Each year, the department reviews its fee schedule and recommends adjustments. The review also serves to clarify policy issues that have been raised in the previous year; to revise fees to more accurately recover department costs; and to generate new revenue. In recent years, the department's budget has been feeling the strain of meeting an increased public demand for park services; in addition, it is now required to pay for its water and utilities.

The parks department operates nine community gardens, supplying water, hoses, hand tools, wheelbarrows and soil amendments to users.

Many gardeners have acknowledged that a fee increase is long overdue, but are upset at the lack of official notification; some say the $95 fee increase should have been implemented gradually.

A July 14 decision by the Board of Recreation and Parks to raise plot fees angered community gardeners citywide who said the board never communicated its decision to them. When a fellow gardener at the Sepulveda Garden Center began distributing information about the fee hike, word spread, raising public concern. In response, the department scheduled Tuesday's meeting to explain the issues.

"You're going to lock these people out of their gardens once and for all," Susan Heyer told the parks panel. "Maybe it was a management error, but it feels like bad faith."

Heyer is helping her fellow gardeners, including low-income and senior citizens, take further action with the Board of Recreation and Parks Commissioners. They are planning to attend the next board meeting on Dec. 8, and requesting that the fee increase be included on the agenda. 

Though most of the gardeners at the meeting were from Encino, members from other community gardens throughout Los Angeles were present. Christy Wilhelmi, a member of the Board of Directors at Ocean View Farms Organic Community Garden, drove from Cheviot Hills to confront the panel. She announced that Ocean View Farms pays for everything out of its own budget, including its utilities and waste removal.

"I'm trying to find out how it is that we've been included on this list of gardens subject to fee increases," Wilhelmi said.

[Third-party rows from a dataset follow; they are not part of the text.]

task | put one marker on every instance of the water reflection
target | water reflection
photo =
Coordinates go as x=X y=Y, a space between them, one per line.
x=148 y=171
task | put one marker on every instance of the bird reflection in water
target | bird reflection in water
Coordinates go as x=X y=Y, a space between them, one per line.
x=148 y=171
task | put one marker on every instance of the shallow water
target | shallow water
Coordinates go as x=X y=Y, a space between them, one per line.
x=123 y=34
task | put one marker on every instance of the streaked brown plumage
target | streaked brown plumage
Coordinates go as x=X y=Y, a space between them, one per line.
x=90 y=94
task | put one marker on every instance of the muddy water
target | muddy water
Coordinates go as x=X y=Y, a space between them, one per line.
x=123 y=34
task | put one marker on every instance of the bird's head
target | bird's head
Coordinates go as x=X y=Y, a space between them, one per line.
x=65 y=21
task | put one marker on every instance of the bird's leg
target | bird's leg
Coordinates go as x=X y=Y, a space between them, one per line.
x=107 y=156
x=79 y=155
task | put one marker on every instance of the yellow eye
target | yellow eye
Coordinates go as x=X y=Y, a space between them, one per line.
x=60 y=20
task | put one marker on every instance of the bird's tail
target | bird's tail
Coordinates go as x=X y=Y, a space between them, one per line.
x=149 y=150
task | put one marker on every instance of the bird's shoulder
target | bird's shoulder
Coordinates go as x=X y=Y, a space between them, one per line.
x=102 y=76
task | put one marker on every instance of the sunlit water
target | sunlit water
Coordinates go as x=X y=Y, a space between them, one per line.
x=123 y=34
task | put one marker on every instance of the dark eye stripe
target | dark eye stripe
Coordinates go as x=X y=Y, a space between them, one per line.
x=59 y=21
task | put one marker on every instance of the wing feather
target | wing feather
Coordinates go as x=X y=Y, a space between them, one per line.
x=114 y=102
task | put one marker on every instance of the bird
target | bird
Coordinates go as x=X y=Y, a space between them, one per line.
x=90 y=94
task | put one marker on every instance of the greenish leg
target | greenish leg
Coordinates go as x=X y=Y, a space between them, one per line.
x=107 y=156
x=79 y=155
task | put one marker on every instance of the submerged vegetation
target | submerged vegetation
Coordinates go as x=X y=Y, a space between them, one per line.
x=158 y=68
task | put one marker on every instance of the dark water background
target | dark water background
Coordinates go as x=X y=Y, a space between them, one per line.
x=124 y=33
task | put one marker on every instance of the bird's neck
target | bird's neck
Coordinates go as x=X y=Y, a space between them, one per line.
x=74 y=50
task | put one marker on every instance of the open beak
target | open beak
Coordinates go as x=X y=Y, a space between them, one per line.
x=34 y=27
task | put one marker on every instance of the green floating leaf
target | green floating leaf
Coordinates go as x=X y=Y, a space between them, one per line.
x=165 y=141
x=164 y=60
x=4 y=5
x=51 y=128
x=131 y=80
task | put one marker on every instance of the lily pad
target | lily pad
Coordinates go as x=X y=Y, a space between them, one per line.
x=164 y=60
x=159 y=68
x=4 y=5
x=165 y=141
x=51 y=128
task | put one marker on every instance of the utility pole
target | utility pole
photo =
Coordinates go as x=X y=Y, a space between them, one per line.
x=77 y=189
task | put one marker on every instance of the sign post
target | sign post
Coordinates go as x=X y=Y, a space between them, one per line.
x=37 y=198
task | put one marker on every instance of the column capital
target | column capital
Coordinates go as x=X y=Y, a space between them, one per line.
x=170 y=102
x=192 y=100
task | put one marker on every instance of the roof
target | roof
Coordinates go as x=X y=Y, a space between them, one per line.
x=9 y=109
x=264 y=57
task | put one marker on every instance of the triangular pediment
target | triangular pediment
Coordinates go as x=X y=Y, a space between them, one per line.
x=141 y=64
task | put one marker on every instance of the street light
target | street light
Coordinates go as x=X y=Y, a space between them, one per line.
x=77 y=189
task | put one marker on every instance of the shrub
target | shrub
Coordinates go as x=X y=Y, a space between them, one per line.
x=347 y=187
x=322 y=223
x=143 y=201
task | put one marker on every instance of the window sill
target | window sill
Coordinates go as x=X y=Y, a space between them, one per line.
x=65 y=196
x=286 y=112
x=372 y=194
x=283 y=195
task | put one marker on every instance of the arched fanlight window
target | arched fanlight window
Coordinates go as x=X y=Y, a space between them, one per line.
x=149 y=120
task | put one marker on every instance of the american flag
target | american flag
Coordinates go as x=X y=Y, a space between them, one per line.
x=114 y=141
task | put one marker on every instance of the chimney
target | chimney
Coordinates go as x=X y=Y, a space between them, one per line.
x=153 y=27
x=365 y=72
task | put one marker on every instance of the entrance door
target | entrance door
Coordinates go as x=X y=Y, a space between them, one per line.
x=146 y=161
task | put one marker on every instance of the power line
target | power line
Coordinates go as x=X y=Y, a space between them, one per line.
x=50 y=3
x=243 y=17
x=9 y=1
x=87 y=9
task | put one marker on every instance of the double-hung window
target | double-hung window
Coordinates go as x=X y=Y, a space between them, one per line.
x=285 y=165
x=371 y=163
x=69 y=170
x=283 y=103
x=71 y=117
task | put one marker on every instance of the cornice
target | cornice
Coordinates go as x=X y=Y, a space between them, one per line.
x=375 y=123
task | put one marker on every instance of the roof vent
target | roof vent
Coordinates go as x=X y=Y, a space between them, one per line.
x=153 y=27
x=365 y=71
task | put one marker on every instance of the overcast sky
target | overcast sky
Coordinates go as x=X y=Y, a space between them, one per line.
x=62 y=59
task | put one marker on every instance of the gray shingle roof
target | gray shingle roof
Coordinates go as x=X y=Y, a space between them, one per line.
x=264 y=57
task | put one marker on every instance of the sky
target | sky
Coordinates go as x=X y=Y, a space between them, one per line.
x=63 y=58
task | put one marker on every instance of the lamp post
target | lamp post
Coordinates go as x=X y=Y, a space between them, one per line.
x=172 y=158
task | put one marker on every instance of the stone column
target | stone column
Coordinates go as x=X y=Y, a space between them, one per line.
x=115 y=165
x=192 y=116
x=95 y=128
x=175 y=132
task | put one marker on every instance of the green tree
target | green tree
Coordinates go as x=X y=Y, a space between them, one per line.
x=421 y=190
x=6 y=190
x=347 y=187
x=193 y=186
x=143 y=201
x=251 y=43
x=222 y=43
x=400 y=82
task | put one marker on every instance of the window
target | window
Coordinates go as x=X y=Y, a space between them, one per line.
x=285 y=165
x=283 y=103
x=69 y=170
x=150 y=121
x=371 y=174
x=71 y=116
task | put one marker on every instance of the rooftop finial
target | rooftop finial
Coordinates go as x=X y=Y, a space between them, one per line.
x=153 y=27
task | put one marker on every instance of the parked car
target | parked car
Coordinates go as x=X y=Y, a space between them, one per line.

Many gardeners said they wouldn't be able to afford to continue. Others said they would have to downsize from multiple gardens to just one.   

Jeff Ebenstein of Los Angeles Councilman Paul Koretz's office, who attended the meeting, said Koretz agrees that the rate hike is too steep.

"So we have four points that we would like to report back to the commission," Ebenstein said. "The increase is too high, it should have been gradually implemented, there should have been proper notification and there should absolutely be low-income assistance." He said he would e-mail the Encino Neighborhood Council regarding Koretz's concerns.